To say the least, Lieberman’s words were an exaggeration. Abbas’ speech was certainly not pleasant to Israeli ears, and it included numerous factual inaccuracies. However, a speech that contained paragraphs such as: “I am here to say on behalf of the Palestinian people and the Palestine Liberation Organization: We extend our hands to the Israeli government and the Israeli people for peacemaking. I say to them: Let us urgently build together a future for our children where they can enjoy freedom, security and prosperity. Let us build the bridges of dialogue instead of checkpoints and walls of separation, and build cooperative relations based on parity and equity between two neighboring states – Palestine and Israel – instead of policies of occupation, settlement, war and eliminating the other,” can hardly be termed incitement.
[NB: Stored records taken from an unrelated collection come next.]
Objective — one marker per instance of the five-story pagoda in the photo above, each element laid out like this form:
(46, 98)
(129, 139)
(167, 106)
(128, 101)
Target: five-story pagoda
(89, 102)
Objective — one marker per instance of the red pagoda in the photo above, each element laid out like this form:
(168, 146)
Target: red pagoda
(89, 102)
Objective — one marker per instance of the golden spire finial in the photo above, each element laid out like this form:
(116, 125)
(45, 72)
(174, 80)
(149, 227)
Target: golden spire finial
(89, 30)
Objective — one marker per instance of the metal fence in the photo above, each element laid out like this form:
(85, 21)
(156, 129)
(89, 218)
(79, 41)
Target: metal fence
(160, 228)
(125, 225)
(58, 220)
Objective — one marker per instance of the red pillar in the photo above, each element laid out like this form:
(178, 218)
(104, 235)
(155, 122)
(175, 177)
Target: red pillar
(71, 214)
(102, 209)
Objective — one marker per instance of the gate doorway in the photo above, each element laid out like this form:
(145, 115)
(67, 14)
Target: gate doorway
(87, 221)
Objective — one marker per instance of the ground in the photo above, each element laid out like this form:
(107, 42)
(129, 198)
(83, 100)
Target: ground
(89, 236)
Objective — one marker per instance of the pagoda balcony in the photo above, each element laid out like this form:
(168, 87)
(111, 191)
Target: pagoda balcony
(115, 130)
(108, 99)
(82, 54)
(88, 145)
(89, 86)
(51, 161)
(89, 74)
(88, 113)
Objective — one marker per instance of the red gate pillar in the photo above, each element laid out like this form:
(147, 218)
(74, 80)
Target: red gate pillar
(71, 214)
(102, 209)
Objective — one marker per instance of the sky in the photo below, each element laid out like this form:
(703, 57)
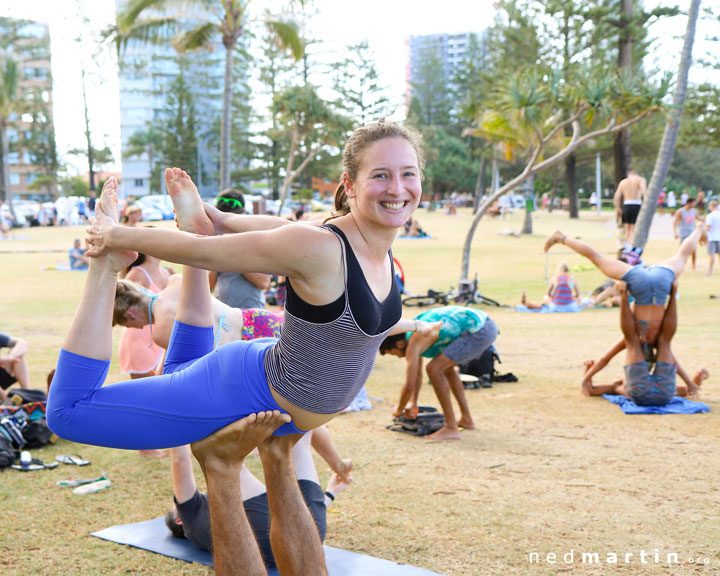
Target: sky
(386, 24)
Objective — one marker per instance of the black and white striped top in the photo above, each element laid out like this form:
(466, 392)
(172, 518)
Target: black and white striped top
(321, 366)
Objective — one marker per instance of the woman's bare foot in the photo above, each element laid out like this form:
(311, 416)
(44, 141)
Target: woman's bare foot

Of course, one could argue that these are just empty words meant to impress a captive international audience. But the same could be said about Netanyahu’s professed acceptance of the two state solution. Netanyahu devoted a good part of his own UN speech to listing the dangers inherent in the establishment of a Palestinian state in the West Bank and the Gaza Strip, which leads one to believe that if he really believes in a two-state solution, it is only on condition that the Palestinian state is established on another planet.
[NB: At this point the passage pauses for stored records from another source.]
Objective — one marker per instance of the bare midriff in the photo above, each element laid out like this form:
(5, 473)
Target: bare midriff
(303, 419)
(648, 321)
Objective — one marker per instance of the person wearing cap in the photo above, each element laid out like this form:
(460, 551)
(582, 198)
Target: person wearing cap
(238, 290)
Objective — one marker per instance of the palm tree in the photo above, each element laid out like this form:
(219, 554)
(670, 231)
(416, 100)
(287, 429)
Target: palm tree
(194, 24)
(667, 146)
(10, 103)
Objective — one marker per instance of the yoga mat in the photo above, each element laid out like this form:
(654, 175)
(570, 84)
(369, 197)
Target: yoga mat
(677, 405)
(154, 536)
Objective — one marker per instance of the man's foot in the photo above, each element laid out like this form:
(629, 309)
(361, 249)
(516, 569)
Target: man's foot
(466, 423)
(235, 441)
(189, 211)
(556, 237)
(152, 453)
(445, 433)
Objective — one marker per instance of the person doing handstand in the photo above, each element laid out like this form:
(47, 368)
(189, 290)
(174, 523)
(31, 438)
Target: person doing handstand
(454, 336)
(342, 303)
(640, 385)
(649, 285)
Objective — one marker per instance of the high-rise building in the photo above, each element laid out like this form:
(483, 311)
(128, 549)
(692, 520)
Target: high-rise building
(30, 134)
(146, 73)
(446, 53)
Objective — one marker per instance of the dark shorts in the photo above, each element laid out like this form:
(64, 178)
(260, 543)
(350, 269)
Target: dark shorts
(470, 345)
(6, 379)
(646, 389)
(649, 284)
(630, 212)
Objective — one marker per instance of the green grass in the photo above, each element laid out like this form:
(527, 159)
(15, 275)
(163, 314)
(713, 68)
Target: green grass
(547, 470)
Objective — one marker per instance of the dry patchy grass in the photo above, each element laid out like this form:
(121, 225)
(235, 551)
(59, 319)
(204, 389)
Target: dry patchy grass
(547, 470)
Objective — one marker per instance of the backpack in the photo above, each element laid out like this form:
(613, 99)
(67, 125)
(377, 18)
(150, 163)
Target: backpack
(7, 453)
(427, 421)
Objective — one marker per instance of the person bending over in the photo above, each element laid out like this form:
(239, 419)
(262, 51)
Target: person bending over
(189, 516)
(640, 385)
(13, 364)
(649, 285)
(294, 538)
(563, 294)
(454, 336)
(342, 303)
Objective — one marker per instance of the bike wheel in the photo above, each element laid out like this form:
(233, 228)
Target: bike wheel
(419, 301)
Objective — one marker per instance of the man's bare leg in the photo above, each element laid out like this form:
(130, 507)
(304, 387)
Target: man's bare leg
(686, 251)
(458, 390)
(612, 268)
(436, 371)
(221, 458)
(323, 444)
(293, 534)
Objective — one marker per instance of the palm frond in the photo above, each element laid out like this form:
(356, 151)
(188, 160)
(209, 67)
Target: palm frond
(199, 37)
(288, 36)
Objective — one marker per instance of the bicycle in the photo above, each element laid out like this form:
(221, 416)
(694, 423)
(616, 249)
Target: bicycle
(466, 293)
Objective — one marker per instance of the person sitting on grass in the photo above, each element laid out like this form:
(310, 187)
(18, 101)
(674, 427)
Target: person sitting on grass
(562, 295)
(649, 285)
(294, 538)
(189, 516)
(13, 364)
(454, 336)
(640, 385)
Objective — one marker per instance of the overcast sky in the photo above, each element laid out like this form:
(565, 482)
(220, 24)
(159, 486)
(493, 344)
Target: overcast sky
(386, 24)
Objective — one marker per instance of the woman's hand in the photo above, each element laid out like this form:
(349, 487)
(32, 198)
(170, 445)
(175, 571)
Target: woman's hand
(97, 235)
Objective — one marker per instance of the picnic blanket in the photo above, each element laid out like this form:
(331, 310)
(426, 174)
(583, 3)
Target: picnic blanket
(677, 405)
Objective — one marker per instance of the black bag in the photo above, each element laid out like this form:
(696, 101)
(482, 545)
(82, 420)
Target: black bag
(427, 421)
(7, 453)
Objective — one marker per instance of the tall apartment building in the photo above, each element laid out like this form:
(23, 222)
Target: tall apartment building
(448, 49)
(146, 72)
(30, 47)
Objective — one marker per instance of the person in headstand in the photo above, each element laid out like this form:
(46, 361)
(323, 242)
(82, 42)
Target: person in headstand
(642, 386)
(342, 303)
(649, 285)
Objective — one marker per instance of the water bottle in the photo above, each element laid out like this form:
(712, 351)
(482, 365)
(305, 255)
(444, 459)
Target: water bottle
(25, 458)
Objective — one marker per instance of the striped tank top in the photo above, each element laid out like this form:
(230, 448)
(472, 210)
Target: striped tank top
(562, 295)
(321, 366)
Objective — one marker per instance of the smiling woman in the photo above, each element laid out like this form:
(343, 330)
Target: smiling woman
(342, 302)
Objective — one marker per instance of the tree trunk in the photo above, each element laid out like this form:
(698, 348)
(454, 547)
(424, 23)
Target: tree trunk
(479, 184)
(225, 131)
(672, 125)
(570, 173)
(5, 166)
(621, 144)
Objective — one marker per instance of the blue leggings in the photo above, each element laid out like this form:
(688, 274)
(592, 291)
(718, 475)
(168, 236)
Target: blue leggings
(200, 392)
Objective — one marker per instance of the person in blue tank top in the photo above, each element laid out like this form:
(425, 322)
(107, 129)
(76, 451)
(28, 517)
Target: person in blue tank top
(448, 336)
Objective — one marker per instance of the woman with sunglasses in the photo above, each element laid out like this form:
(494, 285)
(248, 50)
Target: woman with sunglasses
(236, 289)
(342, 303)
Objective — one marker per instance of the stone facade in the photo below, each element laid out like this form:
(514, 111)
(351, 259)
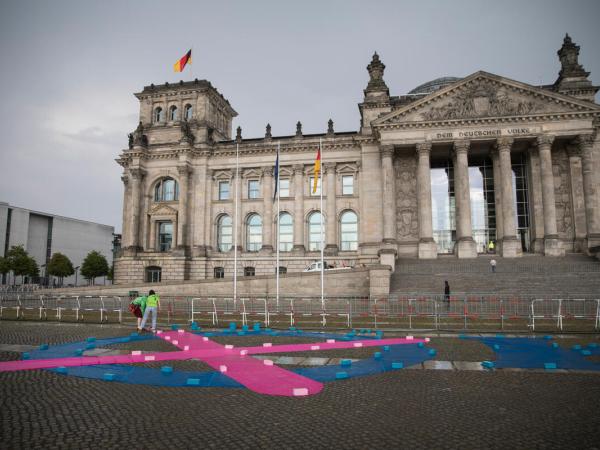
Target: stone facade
(376, 182)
One of the examples Lieberman gave of “incitement” was Abbas’ accusation that the IDF sets dogs on Palestinians. In fact what Abbas had actually said was “it is time that our sons should live normal lives... that farmers should tend to their fields without fear of the occupation stealing the water and plundering the lands.. without being exposed to the settlers and their dogs.”

Regretfully, the last sentence is not totally imaginary. We recently saw on television some of the more extreme settlers setting vicious dogs on Palestinian farmers. Furthermore, Abbas’ comments about water and land theft are also not a figment of the imagination, though the reality is undoubtedly more complex than the PA chairman would have us believe.
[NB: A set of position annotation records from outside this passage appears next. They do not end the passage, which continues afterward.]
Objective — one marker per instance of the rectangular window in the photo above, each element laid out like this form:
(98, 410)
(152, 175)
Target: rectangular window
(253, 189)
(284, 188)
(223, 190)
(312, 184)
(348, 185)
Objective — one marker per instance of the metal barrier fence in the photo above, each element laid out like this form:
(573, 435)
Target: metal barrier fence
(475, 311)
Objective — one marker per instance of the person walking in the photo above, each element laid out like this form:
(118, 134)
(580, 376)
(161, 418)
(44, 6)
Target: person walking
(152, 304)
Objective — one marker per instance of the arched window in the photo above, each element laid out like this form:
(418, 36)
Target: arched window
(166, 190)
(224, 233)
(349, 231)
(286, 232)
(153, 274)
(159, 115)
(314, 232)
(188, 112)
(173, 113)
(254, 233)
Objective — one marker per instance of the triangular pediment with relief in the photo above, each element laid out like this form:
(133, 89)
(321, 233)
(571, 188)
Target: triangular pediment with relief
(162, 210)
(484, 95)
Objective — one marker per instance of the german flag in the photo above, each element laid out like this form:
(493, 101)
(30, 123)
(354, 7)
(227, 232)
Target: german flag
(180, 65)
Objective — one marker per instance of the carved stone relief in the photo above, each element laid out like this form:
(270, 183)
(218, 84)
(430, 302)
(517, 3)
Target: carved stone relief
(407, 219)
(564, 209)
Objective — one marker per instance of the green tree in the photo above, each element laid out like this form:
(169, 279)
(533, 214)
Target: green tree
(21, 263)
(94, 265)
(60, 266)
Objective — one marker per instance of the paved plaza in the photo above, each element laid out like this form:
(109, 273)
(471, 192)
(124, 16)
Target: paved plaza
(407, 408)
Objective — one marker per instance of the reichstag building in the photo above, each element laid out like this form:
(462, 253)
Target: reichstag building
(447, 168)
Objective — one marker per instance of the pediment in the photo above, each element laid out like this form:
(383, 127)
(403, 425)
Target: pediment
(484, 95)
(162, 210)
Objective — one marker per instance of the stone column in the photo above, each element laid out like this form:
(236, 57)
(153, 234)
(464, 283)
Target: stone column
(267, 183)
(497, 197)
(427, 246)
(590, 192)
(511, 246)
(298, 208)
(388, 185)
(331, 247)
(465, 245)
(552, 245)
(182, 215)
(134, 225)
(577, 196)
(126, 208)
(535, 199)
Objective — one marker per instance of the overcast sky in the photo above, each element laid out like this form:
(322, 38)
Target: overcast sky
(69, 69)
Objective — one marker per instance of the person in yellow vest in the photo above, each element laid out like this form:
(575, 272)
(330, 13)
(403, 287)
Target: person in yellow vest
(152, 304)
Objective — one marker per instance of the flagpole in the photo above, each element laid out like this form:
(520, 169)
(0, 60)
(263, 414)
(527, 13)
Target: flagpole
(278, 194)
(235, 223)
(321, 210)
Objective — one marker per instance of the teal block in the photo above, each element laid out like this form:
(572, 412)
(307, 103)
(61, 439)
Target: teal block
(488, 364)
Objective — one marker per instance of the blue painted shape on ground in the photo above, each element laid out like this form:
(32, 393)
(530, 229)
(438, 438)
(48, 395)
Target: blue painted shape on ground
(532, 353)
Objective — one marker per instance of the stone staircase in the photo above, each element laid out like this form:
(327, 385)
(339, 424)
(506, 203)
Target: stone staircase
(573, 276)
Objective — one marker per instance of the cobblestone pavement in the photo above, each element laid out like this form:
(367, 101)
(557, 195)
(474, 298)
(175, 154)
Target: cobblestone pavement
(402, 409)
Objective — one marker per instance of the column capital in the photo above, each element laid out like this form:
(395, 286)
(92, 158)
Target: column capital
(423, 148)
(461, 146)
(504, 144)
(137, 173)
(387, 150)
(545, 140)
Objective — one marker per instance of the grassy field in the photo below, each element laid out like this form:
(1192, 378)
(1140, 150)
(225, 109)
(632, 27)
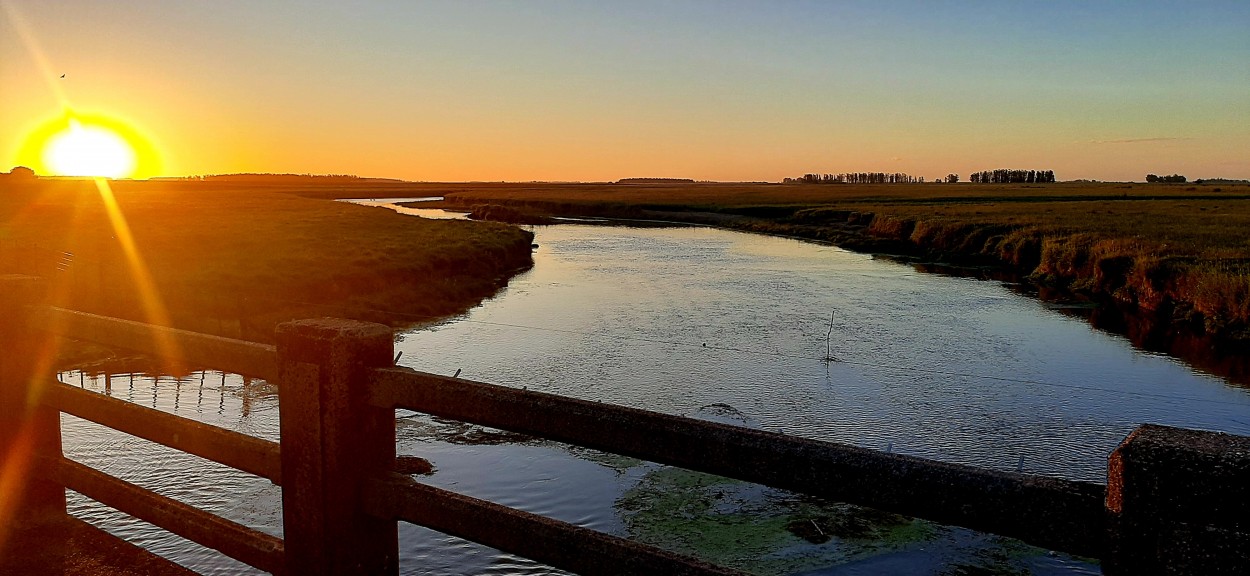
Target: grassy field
(235, 260)
(1181, 250)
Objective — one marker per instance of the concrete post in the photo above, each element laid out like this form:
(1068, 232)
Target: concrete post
(28, 430)
(1179, 502)
(333, 441)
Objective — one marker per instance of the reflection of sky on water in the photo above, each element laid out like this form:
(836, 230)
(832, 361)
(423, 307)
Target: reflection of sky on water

Israel is certainly within its right to demand viable security arrangements, and that the Palestinians recognize the country as the State of the Jewish People (incidentally, it would be nice if all Israelis also recognized Israel as the State of the Jewish People rather than as a Jewish State, which many interpret as meaning “an Halachic State”). That would ensure that in future, after a Palestinian state is established, it will not act to turn Israel into a bi-national state.

HOWEVER, EVEN Lieberman must admit that we are a long way from the days when the Arabs in general, and the Palestinians in particular, called for the destruction of the State of Israel, and from the “three noes” of the Arab Summit Conference in Khartoum following the Six Day War (no negotiations with Israel, no peace with Israel, no recognition of Israel). Had Abbas delivered his speech at Khartoum, he would have been assassinated on the spot.

There is no question that while Abbas’ speech was tedious and uninspiring, in rhetorical terms Netanyahu’s speech was brilliant. If Netanyahu’s actual policy were as brilliant as his rhetoric, we really would be blessed. Unfortunately, in terms of its content, Amnon Rabinowitch – the caustic commentator of Channel Two – was absolutely right when he commented that this was a “Golda Meir” speech, full of self-righteousness and absolutely no message for the future.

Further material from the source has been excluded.